03 — Streaming AI inference shows how to wire API Gateway, Lambda, and Bedrock's native streaming for token-level chat UIs without polling.

04 — Event-driven AI processing is the async pattern: EventBridge + SQS + Lambda + Bedrock for classification, enrichment, and content moderation at scale, decoupled from the producer.

05 — Fine-tuning pipeline covers the full cycle with SageMaker, S3, and MLflow — data preparation, training, experiment tracking, and model promotion. Useful when a generic foundation model does not reach the required quality bar.

06 — Secure agentic system is the most complex pattern: Bedrock Agents with Guardrails, VPC isolation, and multi-tenant controls. It is the starting point for anyone who needs to put an agent in production with real security and compliance constraints.

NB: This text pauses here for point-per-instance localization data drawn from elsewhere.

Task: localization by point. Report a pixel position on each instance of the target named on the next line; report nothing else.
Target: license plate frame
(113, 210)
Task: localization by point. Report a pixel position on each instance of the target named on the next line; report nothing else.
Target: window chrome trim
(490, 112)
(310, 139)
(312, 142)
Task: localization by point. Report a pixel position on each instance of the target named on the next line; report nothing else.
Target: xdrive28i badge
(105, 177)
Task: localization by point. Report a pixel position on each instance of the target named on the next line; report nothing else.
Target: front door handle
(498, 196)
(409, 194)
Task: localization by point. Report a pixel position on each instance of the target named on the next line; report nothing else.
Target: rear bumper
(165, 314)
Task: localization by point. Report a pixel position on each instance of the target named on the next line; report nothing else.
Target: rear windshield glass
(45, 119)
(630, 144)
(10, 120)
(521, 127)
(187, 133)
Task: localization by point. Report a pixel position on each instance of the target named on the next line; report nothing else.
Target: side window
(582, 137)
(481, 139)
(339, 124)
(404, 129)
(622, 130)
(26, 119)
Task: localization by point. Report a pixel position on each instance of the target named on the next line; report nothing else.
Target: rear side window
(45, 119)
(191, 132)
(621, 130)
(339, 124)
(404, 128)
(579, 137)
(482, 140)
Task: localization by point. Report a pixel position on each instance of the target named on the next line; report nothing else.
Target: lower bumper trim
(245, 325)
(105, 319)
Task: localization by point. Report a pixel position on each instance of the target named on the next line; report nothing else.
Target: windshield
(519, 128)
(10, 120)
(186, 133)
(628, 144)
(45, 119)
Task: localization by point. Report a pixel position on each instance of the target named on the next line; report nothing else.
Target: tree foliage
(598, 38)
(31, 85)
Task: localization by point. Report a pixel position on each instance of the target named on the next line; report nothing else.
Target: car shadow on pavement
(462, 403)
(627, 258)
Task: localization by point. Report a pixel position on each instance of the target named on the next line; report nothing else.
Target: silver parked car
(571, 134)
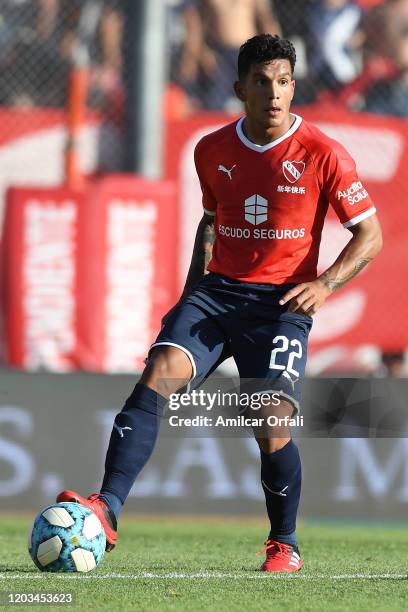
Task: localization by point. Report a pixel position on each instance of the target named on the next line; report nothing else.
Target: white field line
(203, 576)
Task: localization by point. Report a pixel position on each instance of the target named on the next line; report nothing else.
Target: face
(267, 92)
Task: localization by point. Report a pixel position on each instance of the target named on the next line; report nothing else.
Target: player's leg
(273, 357)
(187, 348)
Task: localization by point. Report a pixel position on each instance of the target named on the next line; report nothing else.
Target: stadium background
(101, 105)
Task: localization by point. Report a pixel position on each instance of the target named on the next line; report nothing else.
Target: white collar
(261, 148)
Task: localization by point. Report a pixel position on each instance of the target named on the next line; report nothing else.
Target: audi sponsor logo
(354, 194)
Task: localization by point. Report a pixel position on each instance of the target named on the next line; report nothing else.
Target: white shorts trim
(186, 351)
(360, 217)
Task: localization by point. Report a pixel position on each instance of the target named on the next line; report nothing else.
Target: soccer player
(267, 181)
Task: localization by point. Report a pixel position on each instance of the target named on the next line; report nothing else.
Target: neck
(261, 135)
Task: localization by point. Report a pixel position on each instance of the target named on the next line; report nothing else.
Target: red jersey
(270, 201)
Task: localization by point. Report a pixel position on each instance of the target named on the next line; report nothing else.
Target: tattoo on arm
(202, 253)
(208, 241)
(335, 283)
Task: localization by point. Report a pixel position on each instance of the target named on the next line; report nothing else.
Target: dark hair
(264, 48)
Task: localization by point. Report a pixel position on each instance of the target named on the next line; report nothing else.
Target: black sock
(131, 443)
(281, 476)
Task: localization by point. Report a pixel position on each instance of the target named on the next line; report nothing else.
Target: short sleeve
(344, 189)
(209, 201)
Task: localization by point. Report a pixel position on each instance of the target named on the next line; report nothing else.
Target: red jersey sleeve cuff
(360, 217)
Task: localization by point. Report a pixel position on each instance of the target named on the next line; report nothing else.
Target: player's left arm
(366, 243)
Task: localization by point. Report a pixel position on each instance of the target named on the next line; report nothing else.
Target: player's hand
(306, 298)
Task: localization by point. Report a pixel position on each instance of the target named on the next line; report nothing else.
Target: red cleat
(95, 503)
(280, 557)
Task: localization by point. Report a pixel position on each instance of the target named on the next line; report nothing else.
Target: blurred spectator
(98, 26)
(38, 39)
(393, 365)
(335, 41)
(215, 29)
(291, 14)
(389, 96)
(31, 69)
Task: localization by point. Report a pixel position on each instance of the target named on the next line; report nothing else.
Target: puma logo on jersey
(222, 168)
(121, 429)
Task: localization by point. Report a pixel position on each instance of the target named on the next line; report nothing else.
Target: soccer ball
(66, 537)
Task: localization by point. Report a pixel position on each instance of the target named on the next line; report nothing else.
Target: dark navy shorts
(223, 317)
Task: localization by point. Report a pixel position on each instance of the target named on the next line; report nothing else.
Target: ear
(240, 91)
(293, 88)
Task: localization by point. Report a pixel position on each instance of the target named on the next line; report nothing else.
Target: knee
(167, 370)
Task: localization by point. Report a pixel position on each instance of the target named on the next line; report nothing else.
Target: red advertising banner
(371, 309)
(87, 275)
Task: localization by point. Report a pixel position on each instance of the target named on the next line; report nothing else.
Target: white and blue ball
(66, 537)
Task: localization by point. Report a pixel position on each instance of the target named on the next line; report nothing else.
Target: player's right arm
(202, 253)
(201, 257)
(205, 235)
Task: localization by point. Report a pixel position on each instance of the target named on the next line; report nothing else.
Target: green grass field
(208, 564)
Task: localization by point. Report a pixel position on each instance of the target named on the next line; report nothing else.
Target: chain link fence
(353, 52)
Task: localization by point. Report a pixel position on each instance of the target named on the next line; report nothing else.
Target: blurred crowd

How to install and use locally

  1. 1

    Clone the repository

    Run git clone https://github.com/fernandofatech/aws-ai-reference-architectures.git and enter the folder with cd aws-ai-reference-architectures.

  2. 2

    Read an architecture directly in the terminal or editor

    Each architecture is self-documented. Open, for example, architectures/01-rag-bedrock-opensearch/README.md in your editor or use cat to inspect the content. There are no runtime dependencies for reading.

  3. 3

    Serve the documentation site locally (optional)

    Install Python dependencies with pip install mkdocs-material and run mkdocs serve from the root. The site will be available at http://127.0.0.1:8000.

  4. 4

    Serve the catalog frontend locally (optional)

    Enter cd frontend and run any static HTTP server, for example python3 -m http.server 8080. There is no build step — the frontend is plain HTML/CSS/JS.

  5. 5

    Inspect and adapt the Terraform skeleton

    Each architecture folder contains a terraform/ subdirectory with .tf files declaring the main resources. Run terraform init inside any of them to validate the syntax. Adjust names, tags, IAM policies, and remote state before any terraform apply.

  6. 6

    Run security checks locally

    Install Trivy and Gitleaks and run trivy fs . and gitleaks detect --source . from the root to replicate the checks the CI runs on every push.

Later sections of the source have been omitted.